Following the court proceeding, both defense attorneys — Roger Jon Diamond, who represents Golay, and Federal Public Defender Kim Savo, representing Rutterschmidt — emphasized that their clients were being tried on mail fraud charges, and nothing else.

“Somehow, there’s a lot of media intrigue — the arsenic and old lace and all that,” said Diamond, who signed on as Golay’s attorney following her May 18 arrest, but after an initial detention hearing. “The bottom line is, this trial is about insurance companies being defrauded.”

Savo went one step further, insisting typical mail fraud cases “are as boring as they get.”

“Until the LAPD files charges, that’s all this case is,” she said.

Asked if he thought his client could expect to be facing additional murder charges in the near future, Diamond shook his head defiantly. He declined to comment on specific evidence that could be brought forth in a criminal trial, stating that he had only seen the indictment at this stage.

“She vehemently asserts her innocence,” Diamond told the Daily Press on Monday. “She wants everyone to know that.”

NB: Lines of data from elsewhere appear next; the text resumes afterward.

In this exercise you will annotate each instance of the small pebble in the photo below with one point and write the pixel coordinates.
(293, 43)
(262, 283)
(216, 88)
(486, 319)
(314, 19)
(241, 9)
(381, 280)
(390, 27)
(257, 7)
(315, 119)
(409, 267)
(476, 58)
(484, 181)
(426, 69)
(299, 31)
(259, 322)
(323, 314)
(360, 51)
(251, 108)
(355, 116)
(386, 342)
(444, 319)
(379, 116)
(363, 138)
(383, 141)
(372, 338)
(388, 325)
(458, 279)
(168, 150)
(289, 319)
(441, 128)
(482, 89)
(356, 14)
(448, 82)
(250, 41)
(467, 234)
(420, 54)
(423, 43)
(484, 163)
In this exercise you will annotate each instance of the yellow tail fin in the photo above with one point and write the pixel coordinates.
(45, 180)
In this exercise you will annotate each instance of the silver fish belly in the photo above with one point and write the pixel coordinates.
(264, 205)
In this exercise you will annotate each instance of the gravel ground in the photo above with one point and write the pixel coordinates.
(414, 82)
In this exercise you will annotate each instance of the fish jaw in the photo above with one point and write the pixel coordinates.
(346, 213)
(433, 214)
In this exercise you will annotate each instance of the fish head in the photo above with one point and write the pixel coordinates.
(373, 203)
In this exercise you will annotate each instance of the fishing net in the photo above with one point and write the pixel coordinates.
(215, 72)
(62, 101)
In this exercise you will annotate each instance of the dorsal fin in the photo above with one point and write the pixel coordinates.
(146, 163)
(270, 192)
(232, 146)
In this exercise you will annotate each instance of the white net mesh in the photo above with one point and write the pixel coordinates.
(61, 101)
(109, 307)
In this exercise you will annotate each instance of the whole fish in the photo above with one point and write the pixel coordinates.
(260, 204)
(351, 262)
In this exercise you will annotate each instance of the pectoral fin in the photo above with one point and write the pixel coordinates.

While Golay and Rutterschmidt are considered suspects in last year’s hit-and-run death of 50-year-old Kenneth McDavid in a Los Angeles back alley, no charges have been filed beyond those in relation to the women’s attempts to collect on more than $3 million worth of life insurance policies for McDavid and Paul Vados, a 73-year-old homeless man killed in similar fashion in 1999.

The two women are believed to have masterminded a devious plot to befriend homeless men, set them up with paid-for apartments and then cash in on life insurance claims when they met their untimely demise.

The pair are believed to have collected more than $2 million from 19 different policies taken out on the two victims. According to the LAPD, the women were arrested on federal mail fraud charges because authorities feared the pair may have been on the prowl for new victims.

While Rutterschmidt has been detained at the Metropolitan Detention Center (MDC) in downtown Los Angeles since their arrests, Golay has been held in San Bernardino County Jail. The county jail often takes overflow prisoners from the federal system, Diamond said.

Keeping Golay in county jail is something that Diamond took issue with on Monday, petitioning Judge Abrams to transfer her to MDC. Diamond argued that the distance his client must routinely travel to and from Los Angeles was not only adversely affecting her defense, but also unjust.

Judge Abrams was not amused by Diamond’s suggestion to “flip a coin” in order to determine which of the defendants should have to be detained in San Bernardino.

Following the proceeding, a stung Diamond was still upset with Golay’s location, alluding to an undue hardship for an elderly woman having to wake up at 4 a.m. each day.

“It’s harder to defend her this way,” Diamond said. “It’s a two-hour drive. There are slip-ups. I went out to see her last week, but it’s a long way to go.”

Judge Abrams set a June 19 date for a motion of discovery, at which time the two sides will be required to present and share evidence, as well as a list of witnesses, as they head towards the July trial date.

Outside the courtroom on Monday, Savo made a motion for the public to refrain judgment on the elderly defendants.

“The government is making all kinds of statements and it’s making it hard for my client to get a fair trial,” she said. “It’s being sensationalized because these are two old ladies, but let’s let these ladies get their due process.”